Der Philosoph Ernst Bloch betonte die Bedeutung konkreter Utopien, die unser Handeln im Hier und Jetzt anleiten können. Dramatisch ist, dass es für die großen gesellschaftlichen Probleme keine konkreten Utopien gibt, schon gar nicht im globalen Maßstab. Bei dem Thema Klimakrise reden wir eher über Dystopien als über Utopien. Teile der Welt werden in Zukunft nicht mehr bewohnbar sein. Wir sind heute vermutlich an dem Punkt angekommen, wo wir die sogenannten Kipppunkte überschritten haben. Das heißt, wir können gegen die Erderwärmung möglicherweise gar nichts mehr tun. Ein Essay von Jonathan Franzen trägt den Titel „Wann hören wir auf, uns etwas vorzumachen? Gestehen wir uns ein, dass wir die Klimakatastrophe nicht verhindern können“. Wir stehen vor Entwicklungen, die ich mir nicht vorstellen kann. Wie können wir den Verhältnissen ins Auge blicken, ohne dabei vor Ohnmacht zu resignieren? Franzen plädiert dafür, dass wir unsere tatsächlichen Einflussmöglichkeiten nutzen sollten. Uns politisch zu bilden bedeutet, unsere menschliche Vernunft einsetzen, um zu verstehen was passiert und unsere Emotionalität einzusetzen, um zu handeln, auch Politik zu machen.
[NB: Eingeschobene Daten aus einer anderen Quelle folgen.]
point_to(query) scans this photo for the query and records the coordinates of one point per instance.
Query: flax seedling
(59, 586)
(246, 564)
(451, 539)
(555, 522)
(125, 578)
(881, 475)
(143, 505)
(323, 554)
Profession-Politischebildung: Selbstwirksamkeit bedeutet somit auch die Kompetenz der Veränderungsfähigkeit. Ein ernstgemeintes Ziel der politischen Bildung bedeutet somit Hoffnung zu ermöglichen, in Zeiten, in den die Zukunftsaussichten finster aussehen. Eine Zukunft, zu der wir uns aktiv engagieren und darin positionieren können.
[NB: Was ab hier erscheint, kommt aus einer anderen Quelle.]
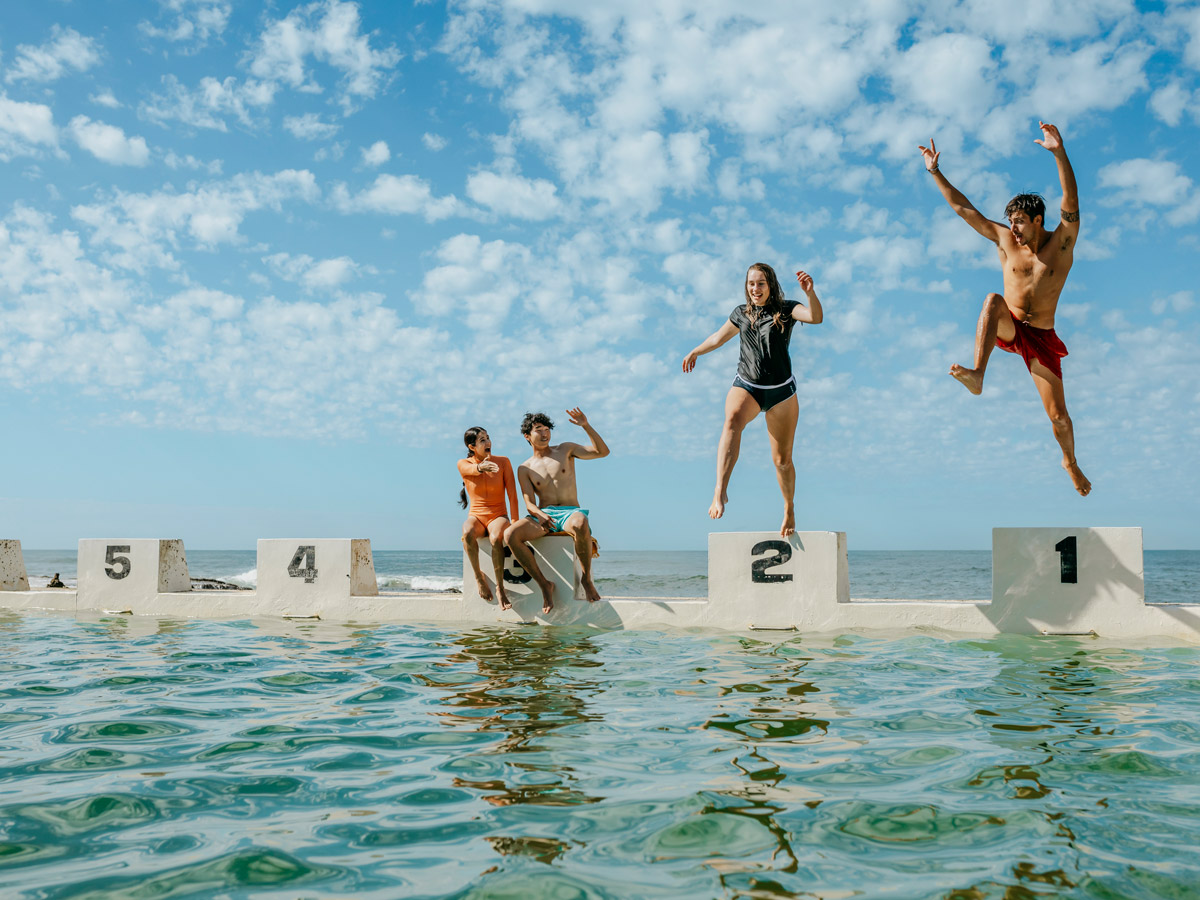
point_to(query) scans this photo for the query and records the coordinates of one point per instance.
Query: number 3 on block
(1068, 561)
(304, 563)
Prof.in Dr.in Julika Bürgin
Prof.in Julika Bürgin ist Politologin und Erziehungswissenschaftlerin. Seit 2015 lehrt sie an der Hochschule Darmstadt im Fachbereich Soziale Arbeit. Zuvor war sie lange in der gewerkschaftlichen und gesellschaftspolitischen Erwachsenenbildung aktiv. Ihre thematischen Schwerpunkte sind emanzipatorische und politische Bildung, subjektwissenschaftliche Forschung und Demokratiepolitik.